Build Quality: As with TuneTag, we had no issues with TuneWallet’s build quality. It felt good and its stitching was without any apparent problems.
Ease of Use: By design, TuneWallet covers the front of your iPod at all time when it’s in your pocket. This prevents you from having access to the iPod’s screen and controls unless you open the case. If you buy this case, you’ll understand going in that it’s a limitation of the design.
Special Features/Innovation: This is another example of Tunewear at its design best. Incase erred by putting nano on the Wallet’s right side, creating a headphone port issue with nano’s bottom. Instead, Tunewear puts nano on the left, then not only covers nano’s Dock Connector, but properly exposes only as much of the headphone port as is necessary. This was really good work. A fabric tab inside makes nano removal effortless, while a two-pocket design on the right actually lets you carry cash and a card or two in the TuneWallet. This is a real wallet, with a real iPod nano holder.

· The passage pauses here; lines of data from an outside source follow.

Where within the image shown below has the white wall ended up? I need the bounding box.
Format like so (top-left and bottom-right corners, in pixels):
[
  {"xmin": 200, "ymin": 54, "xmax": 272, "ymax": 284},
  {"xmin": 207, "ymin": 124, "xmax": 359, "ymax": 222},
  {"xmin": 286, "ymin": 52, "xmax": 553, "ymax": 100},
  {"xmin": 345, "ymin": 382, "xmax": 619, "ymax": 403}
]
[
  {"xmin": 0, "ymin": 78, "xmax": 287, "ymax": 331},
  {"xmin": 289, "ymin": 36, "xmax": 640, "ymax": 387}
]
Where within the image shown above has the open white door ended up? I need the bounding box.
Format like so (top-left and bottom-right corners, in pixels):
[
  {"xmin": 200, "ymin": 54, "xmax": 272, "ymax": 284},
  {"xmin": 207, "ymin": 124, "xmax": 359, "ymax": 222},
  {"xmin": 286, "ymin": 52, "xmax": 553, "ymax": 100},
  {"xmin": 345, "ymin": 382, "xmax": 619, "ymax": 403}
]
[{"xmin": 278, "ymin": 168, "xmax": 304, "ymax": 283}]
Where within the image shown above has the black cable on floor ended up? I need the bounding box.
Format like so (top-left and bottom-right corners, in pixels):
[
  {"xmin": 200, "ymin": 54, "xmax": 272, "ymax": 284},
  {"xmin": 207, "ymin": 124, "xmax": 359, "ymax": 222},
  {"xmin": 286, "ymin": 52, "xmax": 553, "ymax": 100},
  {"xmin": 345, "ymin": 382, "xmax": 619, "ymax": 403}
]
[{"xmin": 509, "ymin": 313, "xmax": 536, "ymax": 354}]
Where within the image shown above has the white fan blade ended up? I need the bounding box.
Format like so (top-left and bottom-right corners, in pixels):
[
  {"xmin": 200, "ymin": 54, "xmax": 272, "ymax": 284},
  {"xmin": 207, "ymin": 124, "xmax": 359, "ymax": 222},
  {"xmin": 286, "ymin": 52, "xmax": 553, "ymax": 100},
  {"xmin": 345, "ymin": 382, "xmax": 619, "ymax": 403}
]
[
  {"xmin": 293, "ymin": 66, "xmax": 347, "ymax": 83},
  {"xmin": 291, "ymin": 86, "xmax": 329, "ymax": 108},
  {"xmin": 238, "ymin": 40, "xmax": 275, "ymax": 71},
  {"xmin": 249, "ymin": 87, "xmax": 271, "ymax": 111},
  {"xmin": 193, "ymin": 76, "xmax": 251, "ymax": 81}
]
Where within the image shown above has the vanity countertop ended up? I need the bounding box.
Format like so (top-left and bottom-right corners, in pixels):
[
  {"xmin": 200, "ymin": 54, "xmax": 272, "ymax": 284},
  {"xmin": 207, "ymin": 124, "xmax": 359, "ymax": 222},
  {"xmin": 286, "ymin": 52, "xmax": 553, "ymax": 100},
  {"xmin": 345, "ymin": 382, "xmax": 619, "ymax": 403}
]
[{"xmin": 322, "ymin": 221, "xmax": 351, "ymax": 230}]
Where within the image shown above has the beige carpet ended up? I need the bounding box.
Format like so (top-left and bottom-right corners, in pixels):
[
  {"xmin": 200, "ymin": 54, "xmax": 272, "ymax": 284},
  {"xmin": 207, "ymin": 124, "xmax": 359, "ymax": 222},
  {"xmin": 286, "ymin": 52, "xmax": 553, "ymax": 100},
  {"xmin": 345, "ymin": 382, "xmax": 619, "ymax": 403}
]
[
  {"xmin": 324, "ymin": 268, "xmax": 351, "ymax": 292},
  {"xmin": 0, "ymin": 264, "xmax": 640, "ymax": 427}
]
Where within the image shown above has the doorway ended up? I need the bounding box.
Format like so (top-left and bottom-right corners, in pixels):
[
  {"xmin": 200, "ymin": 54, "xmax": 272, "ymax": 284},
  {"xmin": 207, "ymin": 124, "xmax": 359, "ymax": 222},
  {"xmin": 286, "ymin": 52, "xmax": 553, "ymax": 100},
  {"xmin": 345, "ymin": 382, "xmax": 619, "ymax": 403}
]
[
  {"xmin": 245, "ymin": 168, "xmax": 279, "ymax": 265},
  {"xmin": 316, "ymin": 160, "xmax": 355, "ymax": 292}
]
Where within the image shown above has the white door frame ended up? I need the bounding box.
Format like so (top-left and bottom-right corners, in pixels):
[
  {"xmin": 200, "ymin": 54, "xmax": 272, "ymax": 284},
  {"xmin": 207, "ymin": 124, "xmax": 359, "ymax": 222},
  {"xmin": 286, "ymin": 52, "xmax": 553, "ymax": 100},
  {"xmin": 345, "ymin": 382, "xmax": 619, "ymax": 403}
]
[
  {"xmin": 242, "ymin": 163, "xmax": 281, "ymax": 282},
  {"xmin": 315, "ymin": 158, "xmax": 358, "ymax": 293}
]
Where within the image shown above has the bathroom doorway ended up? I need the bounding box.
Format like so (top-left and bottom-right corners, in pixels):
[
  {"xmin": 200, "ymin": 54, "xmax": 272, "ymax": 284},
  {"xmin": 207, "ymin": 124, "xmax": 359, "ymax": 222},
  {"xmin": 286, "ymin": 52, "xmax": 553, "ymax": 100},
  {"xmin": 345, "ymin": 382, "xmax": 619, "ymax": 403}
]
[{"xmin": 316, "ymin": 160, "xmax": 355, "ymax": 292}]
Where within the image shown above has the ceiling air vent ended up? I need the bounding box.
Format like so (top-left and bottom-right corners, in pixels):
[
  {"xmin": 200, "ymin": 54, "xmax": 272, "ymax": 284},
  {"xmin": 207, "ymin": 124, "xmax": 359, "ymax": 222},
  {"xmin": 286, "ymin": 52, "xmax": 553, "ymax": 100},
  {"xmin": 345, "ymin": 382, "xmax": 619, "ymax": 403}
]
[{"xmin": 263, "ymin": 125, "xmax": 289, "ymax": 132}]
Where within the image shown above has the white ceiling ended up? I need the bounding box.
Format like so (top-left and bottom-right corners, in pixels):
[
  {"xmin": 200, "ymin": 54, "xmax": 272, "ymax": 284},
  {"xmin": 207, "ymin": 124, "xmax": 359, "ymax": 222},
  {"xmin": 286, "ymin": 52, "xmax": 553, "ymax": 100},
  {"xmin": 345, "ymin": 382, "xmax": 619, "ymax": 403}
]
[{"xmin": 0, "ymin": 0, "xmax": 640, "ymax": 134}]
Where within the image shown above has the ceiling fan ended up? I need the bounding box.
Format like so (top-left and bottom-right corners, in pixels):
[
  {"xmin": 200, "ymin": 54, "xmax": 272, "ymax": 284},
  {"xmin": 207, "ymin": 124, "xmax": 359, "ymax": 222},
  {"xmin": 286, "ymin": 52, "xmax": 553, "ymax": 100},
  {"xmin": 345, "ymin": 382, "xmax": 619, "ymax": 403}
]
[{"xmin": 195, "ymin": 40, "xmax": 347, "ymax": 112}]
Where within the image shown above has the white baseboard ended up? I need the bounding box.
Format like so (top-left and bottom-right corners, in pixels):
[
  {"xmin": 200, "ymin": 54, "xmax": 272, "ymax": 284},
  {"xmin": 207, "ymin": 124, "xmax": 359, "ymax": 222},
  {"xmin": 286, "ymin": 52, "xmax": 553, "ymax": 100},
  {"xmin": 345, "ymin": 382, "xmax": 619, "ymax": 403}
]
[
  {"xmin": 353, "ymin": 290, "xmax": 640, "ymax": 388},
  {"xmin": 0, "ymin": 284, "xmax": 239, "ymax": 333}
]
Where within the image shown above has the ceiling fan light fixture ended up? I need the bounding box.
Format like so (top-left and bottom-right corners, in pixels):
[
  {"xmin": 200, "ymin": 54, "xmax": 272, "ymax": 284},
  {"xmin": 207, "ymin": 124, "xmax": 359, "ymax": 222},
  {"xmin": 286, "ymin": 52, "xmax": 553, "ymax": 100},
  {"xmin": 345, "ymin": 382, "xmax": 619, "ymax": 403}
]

Protectiveness and Value: There are only two holes on TuneWallet: one for the top Hold switch and a small one for the headphone port. The top hole again makes this case less than ideal if you actually intend to use the case as a wallet with keys in your pocket, but most of your nano - including more of its bottom than with Incase’s design - is protected. There are vinyl covers on the nano’s screen and Wheel to protect it from whatever else may be in the wallet, too. Is a somewhat smarter design worth a $20 premium over the Incase Wallet, or $15 over Belkin’s Folio, which is smaller and has no pockets? TuneWallet is a better product than Incase’s Wallet, hence its substantially higher grade. But the price tag still feels a bit high for such a small case, dimming our enthusiasm a bit. As with Ambassador, which is a more versatile case, if you don’t mind the price, you’ll be very happy with the design.